Returning home, I decided to look it up myself. In the late 14th century, ‘extravagaunt’ was one half of a phrase – ‘constituciouns extravagaunt’ – which meant a term in ‘Canon Law for papal decrees not originally included or codified in the Decretals’; it had come from Medieval Latin – ‘extravagari “wander outside or beyond”, from Latin extra “outside of” + vagary “wander, roam”’. By the 15th century ‘it could also mean “rambling, irrelevant; extraordinary, unusual”’, and, by extension, a ‘sense of “excessive, extreme, exceeding reasonable limits”, so that by 1771, it had come to stand for ‘wasteful, lavish, exceeding prudence in expenditure’.
Given my predilection, I had fixated on the word ‘out’, how it had found a home in ‘extra’, and how a word that had emerged from ‘roaming, wandering outside’ had come to mean what it does to us today – ‘wasteful, lavish’ and ‘more expensive than is reasonable’. This seemingly naturalised passage – and, indeed, lineage – from the outside to something wasteful and expensive bothers me, bothers me in a way the thin eyebrow-fashion of the 1980s does, without consequence. I’m led to wonder about how ‘eat out’, a phrase that begins to enter the colloquial from the 1930s, would feed or derive from the hidden ‘out’ in ‘extravagant’.

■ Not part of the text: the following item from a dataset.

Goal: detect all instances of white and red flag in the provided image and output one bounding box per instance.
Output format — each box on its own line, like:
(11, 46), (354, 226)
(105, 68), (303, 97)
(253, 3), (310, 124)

Much before health experts would begin using condemnatory language for eating at restaurants, a thrifty temperament would have created this connection between eating outside the house and extravagance. There would have been the impress of another history, more subtle, more muscular – that the world was being miniaturised and brought inside the house: the temple as puja ghar, the nautanki, jatra, bioscope, and cinema as television set, and so on. The outside was not only being made redundant, it was also being ascribed as impure. It wasn’t just the reiteration and refurbishing of the ‘angel in the house’, it was a shrinking of the world that was worth human interest and capital.
The seeming – and opportunistic – rejection of the outside, with its shifting perimeter, meant that it would soon be exoticised into something inaccessible and therefore desirable. Tourism, far-from-the-madding-crowd, a consumption and production of the outside, the ‘outdoors’, would first infiltrate into the cramped interior, of living spaces and offices, the mind and the roadsides, so that one would be compelled to seek, in Rabindranath’s words, ‘space, more space’. That a monosyllabic sound – ‘space’ – could hold in it everything outside built space feels like a desperate sigh, even a longing as a species for what was once unconditional but is now lost.
It must be this mammalian recovery of our relationship to the outside that makes us buy tickets, book hotels, put our feet inside ships and sky, and become extra-vagant. For about a century now, but more acutely in this millennium, we’ve seen this desire afflict literature. The history of early twenty-first century literature will probably be a history of grief and a history of retreat. ‘Retreat’ enters the language around the 13th century – its life begins by meaning withdrawal, a kind of step backward; in the space of two centuries, it comes to mean ‘territory, region of indefinite extent, stretch of land or water’. Notice the word’s emerging relationship with the outdoors, so that by the time the 17th century metaphysical poet Henry Vaughan comes to use it in a religious poem, choosing it also its title, it is able to hold in it not just the desire to return to ‘angel infancy’ but a space that is actually outdoors: a ‘shady city of palm trees’.
That word today is used for writer and artist residencies, not to mean a return to the ‘ancient track’ of Vaughan’s poem but to mean a space where one can step into a kind of ‘outdoor’ time or time out of time. The desire is, of course, legitimate, as all such urges are, but I fear that the literature that finds no space or indulgence in such retreats is by the kind of writer who has to actually work outdoors for a living – the working-class writer.